I took German in high school. It wasn’t the smartest choice, thinking back about it. My eighth grade year, we had the opportunity to take “mini-courses” during the last class of the day each quarter. I took an introduction to German, and it was all downhill from there.

The course was taught by the high school principal, and being the generally shunned person I was before I miraculously grew breasts and boys stopped teasing me, the principal and I were pretty cordial. He knew probably too much about my difficult home life, having helped my mother get her car dislodged from the practice football field when she passed out at the wheel picking me up from a high school dance.

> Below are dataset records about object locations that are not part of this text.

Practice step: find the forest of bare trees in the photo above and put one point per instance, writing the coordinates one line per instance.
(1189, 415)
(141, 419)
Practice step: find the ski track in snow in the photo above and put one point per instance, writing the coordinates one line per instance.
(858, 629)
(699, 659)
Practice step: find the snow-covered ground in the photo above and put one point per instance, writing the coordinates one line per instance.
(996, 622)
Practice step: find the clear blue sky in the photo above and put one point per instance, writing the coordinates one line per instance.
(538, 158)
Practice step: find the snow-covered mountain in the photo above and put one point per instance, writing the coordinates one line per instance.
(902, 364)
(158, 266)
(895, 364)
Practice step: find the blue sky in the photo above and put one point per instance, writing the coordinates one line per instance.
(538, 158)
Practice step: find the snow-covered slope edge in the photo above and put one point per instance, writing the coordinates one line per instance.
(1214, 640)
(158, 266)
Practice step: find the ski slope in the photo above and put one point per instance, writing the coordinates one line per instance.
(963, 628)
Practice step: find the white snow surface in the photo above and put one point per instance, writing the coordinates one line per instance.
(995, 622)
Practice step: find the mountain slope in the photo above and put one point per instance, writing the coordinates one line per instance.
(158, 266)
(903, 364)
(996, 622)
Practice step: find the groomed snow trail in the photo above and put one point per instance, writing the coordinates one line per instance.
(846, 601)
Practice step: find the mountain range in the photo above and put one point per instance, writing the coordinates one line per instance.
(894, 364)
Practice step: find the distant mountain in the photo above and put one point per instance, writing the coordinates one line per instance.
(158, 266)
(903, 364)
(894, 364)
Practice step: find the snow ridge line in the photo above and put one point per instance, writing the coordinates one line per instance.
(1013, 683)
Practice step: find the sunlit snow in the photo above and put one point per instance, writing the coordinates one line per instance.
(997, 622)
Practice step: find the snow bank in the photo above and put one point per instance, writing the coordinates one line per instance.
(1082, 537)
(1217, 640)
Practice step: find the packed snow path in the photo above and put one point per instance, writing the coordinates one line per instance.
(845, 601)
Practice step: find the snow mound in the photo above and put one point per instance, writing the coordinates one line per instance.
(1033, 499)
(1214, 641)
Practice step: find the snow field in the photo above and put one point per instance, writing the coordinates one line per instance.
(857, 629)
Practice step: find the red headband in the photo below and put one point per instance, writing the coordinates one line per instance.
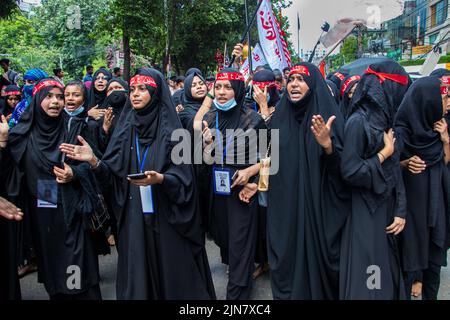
(230, 76)
(11, 93)
(445, 80)
(299, 70)
(403, 80)
(348, 82)
(339, 75)
(140, 79)
(46, 83)
(262, 85)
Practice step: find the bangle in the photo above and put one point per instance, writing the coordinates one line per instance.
(97, 163)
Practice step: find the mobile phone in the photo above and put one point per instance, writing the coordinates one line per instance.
(137, 176)
(234, 176)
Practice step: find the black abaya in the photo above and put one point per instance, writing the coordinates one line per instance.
(63, 244)
(161, 255)
(377, 189)
(306, 198)
(426, 237)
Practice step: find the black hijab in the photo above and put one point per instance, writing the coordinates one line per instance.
(337, 78)
(9, 91)
(191, 105)
(302, 196)
(117, 99)
(268, 77)
(347, 86)
(39, 135)
(420, 110)
(439, 73)
(414, 126)
(379, 98)
(229, 119)
(335, 91)
(96, 97)
(154, 124)
(239, 117)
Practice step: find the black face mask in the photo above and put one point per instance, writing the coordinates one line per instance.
(116, 99)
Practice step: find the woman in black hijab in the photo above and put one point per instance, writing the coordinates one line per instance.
(337, 78)
(9, 100)
(117, 91)
(195, 91)
(422, 132)
(161, 248)
(97, 93)
(266, 96)
(444, 76)
(334, 91)
(233, 221)
(370, 264)
(347, 91)
(61, 197)
(306, 205)
(9, 281)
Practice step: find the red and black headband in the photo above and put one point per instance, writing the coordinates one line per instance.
(47, 83)
(403, 80)
(339, 75)
(11, 93)
(143, 79)
(263, 85)
(230, 76)
(348, 82)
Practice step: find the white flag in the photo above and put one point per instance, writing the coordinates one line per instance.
(273, 44)
(258, 60)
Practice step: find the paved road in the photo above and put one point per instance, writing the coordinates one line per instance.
(31, 290)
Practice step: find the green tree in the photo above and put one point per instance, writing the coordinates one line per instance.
(68, 27)
(8, 8)
(23, 44)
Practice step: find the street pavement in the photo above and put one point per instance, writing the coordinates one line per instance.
(32, 290)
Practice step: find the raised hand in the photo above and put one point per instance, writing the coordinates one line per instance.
(107, 121)
(389, 144)
(416, 165)
(82, 153)
(442, 128)
(322, 132)
(248, 192)
(9, 211)
(397, 226)
(207, 135)
(63, 175)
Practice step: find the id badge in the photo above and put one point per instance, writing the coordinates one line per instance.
(147, 200)
(222, 181)
(47, 194)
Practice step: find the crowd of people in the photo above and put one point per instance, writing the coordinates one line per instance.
(349, 197)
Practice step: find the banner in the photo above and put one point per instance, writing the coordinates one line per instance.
(258, 60)
(273, 45)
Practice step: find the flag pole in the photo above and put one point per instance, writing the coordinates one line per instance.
(246, 31)
(250, 61)
(298, 36)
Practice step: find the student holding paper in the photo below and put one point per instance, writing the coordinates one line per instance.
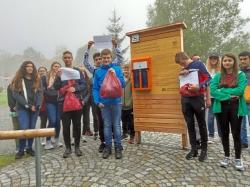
(98, 120)
(193, 103)
(110, 106)
(227, 88)
(67, 87)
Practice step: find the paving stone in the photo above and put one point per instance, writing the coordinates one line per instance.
(158, 161)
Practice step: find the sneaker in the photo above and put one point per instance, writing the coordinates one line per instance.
(30, 152)
(48, 145)
(101, 147)
(239, 165)
(124, 136)
(210, 140)
(192, 154)
(224, 163)
(203, 156)
(66, 153)
(198, 144)
(58, 143)
(88, 133)
(95, 135)
(106, 152)
(78, 152)
(43, 140)
(83, 139)
(244, 146)
(19, 155)
(118, 153)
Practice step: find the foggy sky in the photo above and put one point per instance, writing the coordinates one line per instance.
(47, 24)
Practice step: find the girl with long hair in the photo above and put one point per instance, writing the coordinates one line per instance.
(51, 104)
(227, 88)
(28, 95)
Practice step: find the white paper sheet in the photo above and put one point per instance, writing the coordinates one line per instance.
(191, 78)
(69, 74)
(103, 42)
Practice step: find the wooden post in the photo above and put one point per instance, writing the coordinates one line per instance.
(32, 133)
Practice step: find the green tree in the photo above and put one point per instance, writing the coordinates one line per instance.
(115, 28)
(212, 25)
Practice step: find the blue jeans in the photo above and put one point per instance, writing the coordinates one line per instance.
(27, 120)
(53, 114)
(244, 126)
(111, 115)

I took well to the language, having picked a bit of pronunciation from my drunken mother’s wailing from her happier army days living in Germany. So, although I wanted to learn Spanish in high school like all the sane humans who realized the growing Latin population would warrant at least a minor familiarity with the language.

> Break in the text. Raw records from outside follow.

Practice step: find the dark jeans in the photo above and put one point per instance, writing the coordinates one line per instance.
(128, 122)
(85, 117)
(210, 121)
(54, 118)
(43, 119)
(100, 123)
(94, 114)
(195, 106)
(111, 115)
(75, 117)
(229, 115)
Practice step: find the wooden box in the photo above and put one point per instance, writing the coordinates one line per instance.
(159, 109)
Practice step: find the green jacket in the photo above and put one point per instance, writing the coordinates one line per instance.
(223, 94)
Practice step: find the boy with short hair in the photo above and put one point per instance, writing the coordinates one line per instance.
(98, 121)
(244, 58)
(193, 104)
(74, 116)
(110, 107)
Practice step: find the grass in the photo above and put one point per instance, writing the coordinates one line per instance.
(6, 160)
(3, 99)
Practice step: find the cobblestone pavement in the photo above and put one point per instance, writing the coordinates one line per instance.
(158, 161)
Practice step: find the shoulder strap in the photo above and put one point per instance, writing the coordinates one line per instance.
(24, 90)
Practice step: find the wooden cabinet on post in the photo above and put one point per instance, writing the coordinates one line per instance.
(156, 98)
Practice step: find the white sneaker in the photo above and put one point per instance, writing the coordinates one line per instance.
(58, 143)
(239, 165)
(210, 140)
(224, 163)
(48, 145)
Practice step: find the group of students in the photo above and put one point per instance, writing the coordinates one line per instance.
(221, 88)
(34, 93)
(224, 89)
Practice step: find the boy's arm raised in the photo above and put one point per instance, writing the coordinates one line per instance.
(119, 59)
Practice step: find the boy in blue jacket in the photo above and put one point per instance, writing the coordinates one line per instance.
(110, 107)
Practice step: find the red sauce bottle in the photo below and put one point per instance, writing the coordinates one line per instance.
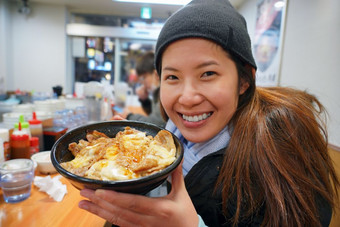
(20, 144)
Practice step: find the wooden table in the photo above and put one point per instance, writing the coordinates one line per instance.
(39, 210)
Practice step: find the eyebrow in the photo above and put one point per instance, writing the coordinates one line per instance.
(204, 64)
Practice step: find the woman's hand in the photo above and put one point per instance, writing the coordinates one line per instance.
(175, 209)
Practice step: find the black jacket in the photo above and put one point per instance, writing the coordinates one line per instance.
(200, 183)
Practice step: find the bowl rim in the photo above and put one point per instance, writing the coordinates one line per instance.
(122, 183)
(40, 153)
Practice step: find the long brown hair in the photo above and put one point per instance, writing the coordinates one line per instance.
(278, 158)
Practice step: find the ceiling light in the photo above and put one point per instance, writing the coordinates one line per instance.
(166, 2)
(279, 4)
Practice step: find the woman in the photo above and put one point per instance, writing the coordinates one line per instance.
(253, 156)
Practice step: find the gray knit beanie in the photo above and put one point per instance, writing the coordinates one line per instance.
(216, 20)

But, as expected, the class filled early, and I got into German I, which made my mother jubilant. It gave her an excuse to divert already-tight family funds into her personal vacation fund so she could go on the class trip to Germany. It didn’t matter that it made more sense to learn Spanish. The woman wanted to go, and that was the end of it.

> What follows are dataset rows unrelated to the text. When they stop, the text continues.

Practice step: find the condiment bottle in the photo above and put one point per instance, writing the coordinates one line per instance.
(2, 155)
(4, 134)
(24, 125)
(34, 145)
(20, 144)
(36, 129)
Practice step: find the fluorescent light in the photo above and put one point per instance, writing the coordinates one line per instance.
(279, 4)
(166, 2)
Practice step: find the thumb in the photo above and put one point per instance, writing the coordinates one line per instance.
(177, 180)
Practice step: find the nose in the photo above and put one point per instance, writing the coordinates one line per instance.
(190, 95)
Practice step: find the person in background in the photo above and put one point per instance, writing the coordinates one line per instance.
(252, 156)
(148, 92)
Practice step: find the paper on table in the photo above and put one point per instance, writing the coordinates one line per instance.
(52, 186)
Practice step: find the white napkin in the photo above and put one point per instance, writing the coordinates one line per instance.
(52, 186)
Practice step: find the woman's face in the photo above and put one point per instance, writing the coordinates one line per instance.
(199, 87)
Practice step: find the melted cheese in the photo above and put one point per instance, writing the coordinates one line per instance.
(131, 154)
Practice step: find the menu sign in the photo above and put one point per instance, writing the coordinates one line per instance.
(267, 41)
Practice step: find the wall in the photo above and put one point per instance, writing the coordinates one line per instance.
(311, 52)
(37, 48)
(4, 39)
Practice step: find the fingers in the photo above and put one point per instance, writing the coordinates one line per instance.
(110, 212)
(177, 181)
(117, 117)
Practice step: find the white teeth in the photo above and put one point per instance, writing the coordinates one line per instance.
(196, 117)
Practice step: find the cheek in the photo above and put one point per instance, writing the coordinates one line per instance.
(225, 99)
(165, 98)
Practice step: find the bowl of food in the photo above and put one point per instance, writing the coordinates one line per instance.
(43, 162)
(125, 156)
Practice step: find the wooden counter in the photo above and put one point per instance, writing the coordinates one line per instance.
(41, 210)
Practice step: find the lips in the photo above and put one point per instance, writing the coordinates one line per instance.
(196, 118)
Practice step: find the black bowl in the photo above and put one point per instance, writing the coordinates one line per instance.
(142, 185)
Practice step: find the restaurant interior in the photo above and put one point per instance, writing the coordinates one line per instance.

Still, I excelled as long as I took the language. I did very well almost all the way through until my senior year. (And we did take that stupid trip, by the way, but that’s a tragic story for another day.) But shortly after graduation, the need for speaking it pretty much dropped off entirely. But, I became acutely aware of how much Spanish would have been helpful, not only because of all the people I would interact with in my life outside the Podunk town where I grew up who only spoke it, but because a lot of nice places to travel were primarily Spanish-speaking countries.

But it’s not only the responsible part of me that wants to know how to speak Spanish. The silly part of my brain wants to learn the silly phrases, mostly because even the most serious phrase in German sounds like you’re telling a joke. In Spanish, I imagine it would be much more hilarious. Mostly because they won’t be able to tell if I’m joking or my language skills are just that awful.

Here are a sampling of the phrases I want to learn silly phrases in Spanish, and then deliver with sincerity:

“This soup tastes like delicious farts.”
“Your wife would fit nicely in my Winnebago. May I take her measurements to be sure?”
“May I make a sandwich from your hair?”
“Will your donkey give me a foot rub?”
“Can I make sunscreen out of your children?”